Ahem. Perhaps it was the two bottles of wine sloshing around in me, maybe it was the impending snooze that I felt coming on, but I didn't fight it. In fact, at first I thought he was kidding. But he hit play and settled down on the couch next to me.

I spent the next hour or so playing the game that got me through most animated movies I've seen over the past 16 years: "Name The Celebrity Voices". I got all of them wrong in this one, besides Oprah and John Goodman. I can't believe they didn't have Morgan Freeman at least do a cameo.

This movie choice was troubling to me, even in my tired and inebriated state. I'm 44 years old, I have four kids and exactly 4 nights a month without kids. Nothing even remotely Disney-related should show itself during those 4 precious nights (unless one of my lovahs ever finds out about my sick and wrong feelings towards Gaston from Beauty and the Beast and decides to surprise me. But that's not relevant to this story). The fact that McCain not only considered it, but actually followed through and played the thing in it's entirety? Red flag.

I would have watched pretty much anything else. Seriously. Even the news would have been better.
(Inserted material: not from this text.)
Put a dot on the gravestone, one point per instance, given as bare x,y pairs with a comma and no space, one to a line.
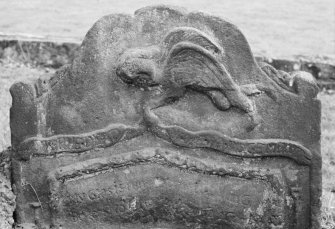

So, skipping over the Peaches and Herb part of the story (Reunited, get it?? I guess only the old farts like me will remember that song, but the bad joke stays). Ok, I'll dish a little. We did end up in bed. And it was fine. When I've been drinking I'm not exactly 100% present for the romance, but according to my crazy hair the next morning, it was fine.

The drive of shame was no less awkward than it was the other dozen or so times. We said goodbye, talk to you soon, etc.

The next (and last) date was the following Tuesday. And again, we ended up watching something on that same t.v.

It was after this date that I did some real soul-searching, and came to a conclusion: It's not that the timing isn't right, it's that we are in way different time zones.